The first observation would be that as we did not particularly emphasise that to make a link between the morning exercise and the afternoon one, and as the groups were different we did not noticed an obvious link between the two. Moreover, by asking to redesign common everyday object using synthetic biology we constrained the participants to add value to something which has been designed and re-designed for centuries. We made this decision to avoid frustration of not coming up with new concepts, and to give a starting point for discussions. However, at the same time we prevented to come up with innovative design ideas. It was a safe choice, nevertheless we have to open to the idea that what synthetic biology is going to bring to society brand new concepts and products that have not been developed yet and not only going to add value to existing concepts like it is currently (cheese made from engineered yeast, biosensor, fuel…). To arrive to this stage we will have to develop innovative ways to design, new tools and methods. Design with this invisible material which is DNA is not something which will come intuitively and we have to accept to go beyond traditional methods.
This field at the intersection of engineering and biology is opening new perspective and practice in term of new material: engineering a living organism such as yeast to make it produce a new substance, or engineering a living organism and use it as a product. Consideration of environment, nutrition, evolution, waste management… would have to be taken into account. Again, by asking during the workshop to re-design every-day life objects we tend to concentrate on the traditional form and function and forget about broader issues tied up to working with life.

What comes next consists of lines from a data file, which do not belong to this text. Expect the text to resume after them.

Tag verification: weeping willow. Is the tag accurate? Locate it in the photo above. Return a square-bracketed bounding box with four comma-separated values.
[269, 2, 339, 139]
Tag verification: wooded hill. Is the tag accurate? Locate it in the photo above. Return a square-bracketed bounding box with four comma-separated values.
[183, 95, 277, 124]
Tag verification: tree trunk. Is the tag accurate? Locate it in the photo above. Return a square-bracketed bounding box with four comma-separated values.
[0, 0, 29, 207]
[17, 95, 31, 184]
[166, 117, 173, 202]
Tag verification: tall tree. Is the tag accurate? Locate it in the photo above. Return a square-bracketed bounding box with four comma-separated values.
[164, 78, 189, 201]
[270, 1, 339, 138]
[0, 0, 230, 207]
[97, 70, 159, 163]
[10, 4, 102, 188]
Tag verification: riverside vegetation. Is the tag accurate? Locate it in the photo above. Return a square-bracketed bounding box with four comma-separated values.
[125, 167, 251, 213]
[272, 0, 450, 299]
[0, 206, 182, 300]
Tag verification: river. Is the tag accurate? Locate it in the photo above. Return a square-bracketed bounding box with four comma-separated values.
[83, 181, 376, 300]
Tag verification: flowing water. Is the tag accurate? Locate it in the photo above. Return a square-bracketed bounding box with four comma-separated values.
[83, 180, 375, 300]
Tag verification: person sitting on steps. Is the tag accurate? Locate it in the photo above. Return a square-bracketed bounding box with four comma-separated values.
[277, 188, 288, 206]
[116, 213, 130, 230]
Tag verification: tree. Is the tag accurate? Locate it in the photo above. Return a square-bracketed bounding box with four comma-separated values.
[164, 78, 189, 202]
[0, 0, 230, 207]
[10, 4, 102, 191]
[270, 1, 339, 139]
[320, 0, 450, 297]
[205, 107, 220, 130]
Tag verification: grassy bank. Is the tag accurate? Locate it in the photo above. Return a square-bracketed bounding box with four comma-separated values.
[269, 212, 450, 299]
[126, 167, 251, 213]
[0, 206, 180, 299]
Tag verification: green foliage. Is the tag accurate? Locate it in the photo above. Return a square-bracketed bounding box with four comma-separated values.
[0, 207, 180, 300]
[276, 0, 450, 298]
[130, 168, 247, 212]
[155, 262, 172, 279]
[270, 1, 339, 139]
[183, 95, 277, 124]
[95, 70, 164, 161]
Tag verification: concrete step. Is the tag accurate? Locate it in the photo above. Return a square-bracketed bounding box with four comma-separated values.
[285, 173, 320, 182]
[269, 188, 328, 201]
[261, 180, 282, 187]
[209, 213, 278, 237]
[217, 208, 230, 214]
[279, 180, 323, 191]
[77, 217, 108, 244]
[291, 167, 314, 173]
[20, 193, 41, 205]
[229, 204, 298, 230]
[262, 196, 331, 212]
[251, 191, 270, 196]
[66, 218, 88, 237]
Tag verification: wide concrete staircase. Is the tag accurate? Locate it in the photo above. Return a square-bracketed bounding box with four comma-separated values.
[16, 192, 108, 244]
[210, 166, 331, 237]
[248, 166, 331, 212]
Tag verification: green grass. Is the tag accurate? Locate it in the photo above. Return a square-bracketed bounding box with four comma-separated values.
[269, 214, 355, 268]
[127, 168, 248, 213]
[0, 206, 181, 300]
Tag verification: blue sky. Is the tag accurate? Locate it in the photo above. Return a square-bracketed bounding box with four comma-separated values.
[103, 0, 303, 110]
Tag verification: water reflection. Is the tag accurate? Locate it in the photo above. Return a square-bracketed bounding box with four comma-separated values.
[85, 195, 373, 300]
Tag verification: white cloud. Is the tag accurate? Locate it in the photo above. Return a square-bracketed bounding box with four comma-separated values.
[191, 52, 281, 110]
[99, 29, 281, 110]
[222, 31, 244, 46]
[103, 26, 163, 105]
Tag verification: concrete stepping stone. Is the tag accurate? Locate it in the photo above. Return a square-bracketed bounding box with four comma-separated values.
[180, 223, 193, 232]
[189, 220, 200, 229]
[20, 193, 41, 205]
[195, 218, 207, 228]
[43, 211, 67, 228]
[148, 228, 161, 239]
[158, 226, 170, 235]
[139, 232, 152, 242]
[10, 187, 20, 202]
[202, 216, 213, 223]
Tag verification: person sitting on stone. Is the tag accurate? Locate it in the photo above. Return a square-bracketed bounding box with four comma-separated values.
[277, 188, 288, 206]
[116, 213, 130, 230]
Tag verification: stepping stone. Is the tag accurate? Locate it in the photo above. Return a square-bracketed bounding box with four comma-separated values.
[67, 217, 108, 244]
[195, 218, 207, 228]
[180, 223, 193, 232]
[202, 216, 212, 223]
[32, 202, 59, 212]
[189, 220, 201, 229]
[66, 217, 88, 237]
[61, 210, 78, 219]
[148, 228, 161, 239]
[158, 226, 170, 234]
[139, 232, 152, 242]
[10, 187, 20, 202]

Genetic material is a complex material to work with, experiments are complicated and our limited knowledge of genomes make positive outcome difficult to get. DNA design is about trials, error and assumption which make it currently only accessible to biologists. This is why some expert in the field see in robotics and computing the way to go in order to democratise synthetic biology: control of the optimal condition, experiments can be reproduced easily, combinatorial is made available at lower cost enabling to try large combinaisons of design in order to find the most effective one…

 

 

One of the concern raised during the closing discussion was that the design proposal where again using synthetic biology to tackle the symptoms of problems instead of the roots. The participant was reacting to one of the ideas developed by a couple of different teams: blankets for homeless people. She rightly noticed that design would often be developed to improve a bad situation without resolving the core of the issue. A good usage of synthetic biology might be to tackle the core of issues instead of addressing symptoms.

Finally, another concern was about the trendy topic since the Human write project has been announced: are we ready to design humans? Are designer going to be involved in the process ? And if yes, as we have already product design, web design, interaction design… is a new field going : human design ?

The outcomes of this workshop inspired a dedicated exhibition called “Living with Living things” taking place at the Edinburgh Art Festival and Edinburgh Digital Entertainment Festival from the 4th to the 28th August on George Street. It will be part of the the exhibition  “Living with Data: Design Informatics” hosted in the the Pavilion commissioned structure by Pierre Forissier from Biomorphis Architects houses.